You have to set up the IP address of the secondary node in the PostgreSQL configuration file named pg_hba.conf that is located on the location, /etc/postgresql/14/main/pg_hba.conf. Log in as the root user in the primary node and run the following command to edit the file.

$ nano /etc/postgresql/14/main/pg_hba.conf

Add the following information at the end of this file.

host <database name> <username> <IP address of the slave server>/32 scram-sha-256

The IP of the slave server is set to “192.168.10.10” here. According to the previous steps, the following line has been added to the file.

host replication replicauser 192.168.10.10/32 scram-sha-256

Restart the PostgreSQL server

Run the following command to restart the PostgreSQL server as a root user.

$ systemctl restart postgresql

Replica Node Configuration

The necessary tasks will be done for the replica node where the copy of the main database will be stored. The existing database content of the replica node will be removed to keep back up the database of the primary node and make the PostgreSQL server of the replica node read-only.

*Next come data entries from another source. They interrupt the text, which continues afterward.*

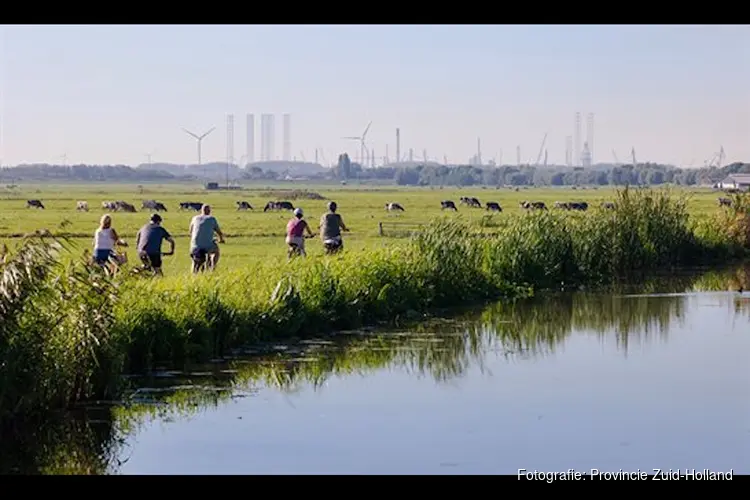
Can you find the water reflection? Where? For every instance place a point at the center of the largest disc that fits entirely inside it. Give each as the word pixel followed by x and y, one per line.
pixel 442 349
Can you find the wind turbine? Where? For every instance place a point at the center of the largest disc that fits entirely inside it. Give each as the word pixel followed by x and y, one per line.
pixel 199 138
pixel 362 147
pixel 148 157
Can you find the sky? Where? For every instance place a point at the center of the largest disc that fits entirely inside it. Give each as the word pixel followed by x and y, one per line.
pixel 115 94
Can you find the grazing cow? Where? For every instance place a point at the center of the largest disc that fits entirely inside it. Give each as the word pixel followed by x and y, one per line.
pixel 578 205
pixel 124 206
pixel 153 205
pixel 471 201
pixel 536 205
pixel 278 205
pixel 190 205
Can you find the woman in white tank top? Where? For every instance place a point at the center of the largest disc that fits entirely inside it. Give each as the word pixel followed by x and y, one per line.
pixel 105 240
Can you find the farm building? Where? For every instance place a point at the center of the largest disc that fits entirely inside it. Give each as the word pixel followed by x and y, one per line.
pixel 736 181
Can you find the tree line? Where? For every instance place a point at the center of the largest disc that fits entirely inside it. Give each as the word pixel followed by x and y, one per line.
pixel 405 174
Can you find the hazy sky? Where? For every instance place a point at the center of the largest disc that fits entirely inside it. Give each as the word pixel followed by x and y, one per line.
pixel 111 94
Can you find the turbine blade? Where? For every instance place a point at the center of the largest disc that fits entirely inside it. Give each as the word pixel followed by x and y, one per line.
pixel 190 133
pixel 208 132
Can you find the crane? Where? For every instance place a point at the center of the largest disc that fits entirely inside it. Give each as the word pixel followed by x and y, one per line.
pixel 541 150
pixel 718 158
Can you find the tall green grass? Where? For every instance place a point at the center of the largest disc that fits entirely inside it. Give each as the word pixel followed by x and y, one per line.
pixel 67 333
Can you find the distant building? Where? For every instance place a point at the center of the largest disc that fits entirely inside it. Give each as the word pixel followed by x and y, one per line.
pixel 736 181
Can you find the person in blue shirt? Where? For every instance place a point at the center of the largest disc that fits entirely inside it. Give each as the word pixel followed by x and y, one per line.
pixel 203 248
pixel 148 243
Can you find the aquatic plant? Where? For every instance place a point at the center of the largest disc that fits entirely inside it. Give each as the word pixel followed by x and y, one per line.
pixel 68 332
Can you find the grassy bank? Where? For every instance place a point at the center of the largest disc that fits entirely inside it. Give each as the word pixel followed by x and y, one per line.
pixel 67 333
pixel 441 350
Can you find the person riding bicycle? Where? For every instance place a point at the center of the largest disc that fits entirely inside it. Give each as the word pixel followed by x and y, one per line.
pixel 331 225
pixel 295 229
pixel 148 243
pixel 203 248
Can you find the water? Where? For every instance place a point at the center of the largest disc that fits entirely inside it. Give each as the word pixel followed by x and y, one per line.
pixel 606 381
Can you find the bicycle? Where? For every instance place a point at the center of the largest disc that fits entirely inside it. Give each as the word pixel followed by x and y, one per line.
pixel 147 266
pixel 333 245
pixel 295 250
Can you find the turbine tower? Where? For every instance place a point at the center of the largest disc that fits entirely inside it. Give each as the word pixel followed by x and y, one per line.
pixel 398 145
pixel 230 144
pixel 199 139
pixel 362 147
pixel 590 136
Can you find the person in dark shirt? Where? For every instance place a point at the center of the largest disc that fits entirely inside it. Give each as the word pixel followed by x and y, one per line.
pixel 148 243
pixel 331 225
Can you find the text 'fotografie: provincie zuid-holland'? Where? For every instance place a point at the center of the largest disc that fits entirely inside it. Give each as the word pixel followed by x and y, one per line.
pixel 638 475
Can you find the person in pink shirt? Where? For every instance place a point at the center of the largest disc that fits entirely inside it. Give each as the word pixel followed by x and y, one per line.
pixel 295 229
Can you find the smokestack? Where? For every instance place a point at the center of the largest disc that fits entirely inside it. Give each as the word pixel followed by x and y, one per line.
pixel 250 139
pixel 287 139
pixel 577 141
pixel 398 145
pixel 266 141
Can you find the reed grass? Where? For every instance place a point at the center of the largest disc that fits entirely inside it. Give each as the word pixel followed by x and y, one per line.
pixel 67 333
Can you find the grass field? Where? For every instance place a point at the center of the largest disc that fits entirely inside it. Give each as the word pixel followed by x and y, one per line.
pixel 68 333
pixel 255 235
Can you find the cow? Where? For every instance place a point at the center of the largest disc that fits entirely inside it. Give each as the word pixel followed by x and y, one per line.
pixel 190 205
pixel 153 205
pixel 578 205
pixel 278 205
pixel 471 201
pixel 124 206
pixel 536 205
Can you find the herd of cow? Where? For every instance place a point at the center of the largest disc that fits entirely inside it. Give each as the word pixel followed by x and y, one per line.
pixel 155 206
pixel 493 206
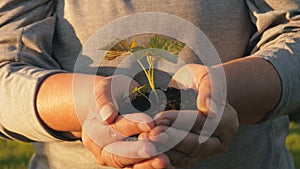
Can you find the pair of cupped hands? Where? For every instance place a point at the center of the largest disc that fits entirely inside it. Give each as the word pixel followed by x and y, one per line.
pixel 175 138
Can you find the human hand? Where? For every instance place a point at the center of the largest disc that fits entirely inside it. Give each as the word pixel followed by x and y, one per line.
pixel 107 135
pixel 209 83
pixel 185 147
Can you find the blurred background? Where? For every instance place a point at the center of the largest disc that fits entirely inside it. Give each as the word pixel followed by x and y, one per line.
pixel 15 155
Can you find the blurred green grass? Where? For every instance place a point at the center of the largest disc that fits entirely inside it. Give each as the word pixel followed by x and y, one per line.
pixel 15 155
pixel 293 142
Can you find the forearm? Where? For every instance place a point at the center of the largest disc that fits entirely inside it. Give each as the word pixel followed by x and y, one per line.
pixel 253 87
pixel 55 101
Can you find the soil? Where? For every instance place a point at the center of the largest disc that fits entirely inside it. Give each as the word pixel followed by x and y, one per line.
pixel 176 99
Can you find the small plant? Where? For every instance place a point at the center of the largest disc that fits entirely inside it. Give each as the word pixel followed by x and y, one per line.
pixel 158 47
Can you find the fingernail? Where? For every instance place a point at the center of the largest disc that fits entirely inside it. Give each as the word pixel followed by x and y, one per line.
pixel 163 137
pixel 144 127
pixel 143 136
pixel 164 122
pixel 161 162
pixel 106 112
pixel 146 151
pixel 212 107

Stop the PostgreSQL server on the replica node

Run the following command after logging in as a root user to stop the PostgreSQL server.

$ systemctl stop postgresql

Remove the existing content of the replica node

Run the following command to remove existing database content from the PostgreSQL server of the replica node. It is necessary for replication purposes. The replica node will be worked in a read-only mode after executing the following command

$ rm -rf /var/lib/postgresql/14/main/*

Testing the Physical Replication Process

You have to create a database with one or more tables in the primary node to test whether the physical replication is working properly or not. Here, the existing database named postgres of the primary server has been used for testing purposes. If you want, you can create the table by creating a new database. The following tasks will be done in this part of the tutorial.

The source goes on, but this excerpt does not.